User A establishes a WebSocket connection to Chat Server 2.

Message Flows

One-on-One Chat Flow (User A to User B):
1. User A sends message to Chat Server 1.
2. Chat Server 1 gets message_id from ID generator.
3. Chat Server 1 sends message to a message sync queue.
4. Message is stored in a key-value store. 5.a. If User B is online, message is forwarded to Chat Server 2 (where User B is connected). 5.b. If User B is offline, a push notification is sent from PN servers.
5. Chat Server 2 forwards message to User B (via persistent WebSocket).
Message Synchronization Across Multiple Devices: Many users have multiple devices. Each device maintains a cur_max_message_id variable, tracking its latest message ID. New messages are those with recipient ID matching the logged-in user and message_id greater than cur_max_message_id. This allows each device to fetch new messages from the KV store independently.
Small Group Chat Flow: More complex than one-on-one. When User A sends a message in a group (e.g., User A, B, C), the message is copied to each group member’s message sync queue (e.g., one for User B, one for User C). This design simplifies message synchronization as each client only checks its own inbox. It’s suitable for small groups (e.g., WeChat limits groups to 500 members). For very large groups, copying messages for each member becomes too expensive.

Online Presence Indicator

This essential feature (e.g., a green dot next to a username) is managed by presence servers, communicating with clients via WebSocket.

Online Status Change Triggers:

User Login: After WebSocket connection, user’s online status and last_active_at timestamp are saved in the KV store, and the indicator shows online.
User Logout: Online status in KV store changes to offline.
User Disconnection: To avoid frequent status changes from transient network issues, a heartbeat mechanism is used. An online client periodically sends heartbeat events to presence servers. If no heartbeat is received within a set time (e.g., x seconds), the user is marked offline.
Online Status Fanout: Presence servers use a publish-subscribe model. Each friend pair maintains a channel. When User A’s status changes, the event is published to relevant channels (e.g., A-B, A-C, A-D), which User B, C, and D subscribe to via WebSocket, receiving real-time updates. This is effective for small groups. For larger groups, constantly informing all members is expensive; instead, online status might be fetched only when a user enters a group or manually refreshes their friend list.
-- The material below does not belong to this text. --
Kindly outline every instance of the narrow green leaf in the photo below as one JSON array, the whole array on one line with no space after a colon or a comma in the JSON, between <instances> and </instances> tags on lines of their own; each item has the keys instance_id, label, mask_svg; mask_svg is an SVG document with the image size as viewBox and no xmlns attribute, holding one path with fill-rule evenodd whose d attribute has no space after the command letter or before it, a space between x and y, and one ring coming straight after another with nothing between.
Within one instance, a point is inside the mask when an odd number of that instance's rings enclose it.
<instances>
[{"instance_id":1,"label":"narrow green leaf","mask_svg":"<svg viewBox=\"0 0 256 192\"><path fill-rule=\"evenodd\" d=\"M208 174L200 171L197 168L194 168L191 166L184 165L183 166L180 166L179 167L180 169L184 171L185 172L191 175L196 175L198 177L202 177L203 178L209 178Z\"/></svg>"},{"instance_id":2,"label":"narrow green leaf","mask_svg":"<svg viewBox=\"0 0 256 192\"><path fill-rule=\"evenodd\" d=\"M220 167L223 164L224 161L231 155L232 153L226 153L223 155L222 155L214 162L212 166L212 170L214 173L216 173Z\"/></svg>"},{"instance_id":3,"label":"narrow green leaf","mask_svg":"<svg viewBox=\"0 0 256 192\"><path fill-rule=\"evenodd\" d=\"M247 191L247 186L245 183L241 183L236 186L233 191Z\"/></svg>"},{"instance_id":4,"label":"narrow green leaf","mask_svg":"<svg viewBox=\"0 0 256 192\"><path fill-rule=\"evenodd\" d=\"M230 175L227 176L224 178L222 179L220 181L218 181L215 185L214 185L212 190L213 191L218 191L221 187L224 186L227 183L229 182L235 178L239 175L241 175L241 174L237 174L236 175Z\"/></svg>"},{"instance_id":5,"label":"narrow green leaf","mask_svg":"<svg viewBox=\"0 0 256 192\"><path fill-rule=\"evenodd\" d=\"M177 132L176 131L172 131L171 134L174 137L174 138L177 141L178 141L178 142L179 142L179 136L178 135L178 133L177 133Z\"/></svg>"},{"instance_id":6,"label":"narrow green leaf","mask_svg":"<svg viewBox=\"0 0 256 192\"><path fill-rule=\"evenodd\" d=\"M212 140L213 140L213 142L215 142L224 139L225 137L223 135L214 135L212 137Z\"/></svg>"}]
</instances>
Step 4: Wrap Up (Additional Considerations)

This chapter presented a chat system architecture supporting one-to-one and small group chat, utilizing WebSocket for real-time communication. Key components included chat servers, presence servers, push notification servers, key-value stores for history, and API servers for other functionalities.

Additional discussion points for an interview could include:

Media File Support: Extending the chat app for photos/videos. Topics: compression, cloud storage, thumbnails.
End-to-End Encryption: Discussing how only sender and recipient can read messages (e.g., WhatsApp model).
Client-Side Message Caching: Reduces data transfer between client and server.
Improved Load Time: Geographically distributed networks and edge caching (e.g., Slack’s Flannel).
Error Handling:
- Chat Server Errors: If a chat server goes offline, service discovery (Zookeeper) provides a new server for clients to reconnect.
- Message Resent Mechanism: Retry and queuing are common techniques for failed message delivery.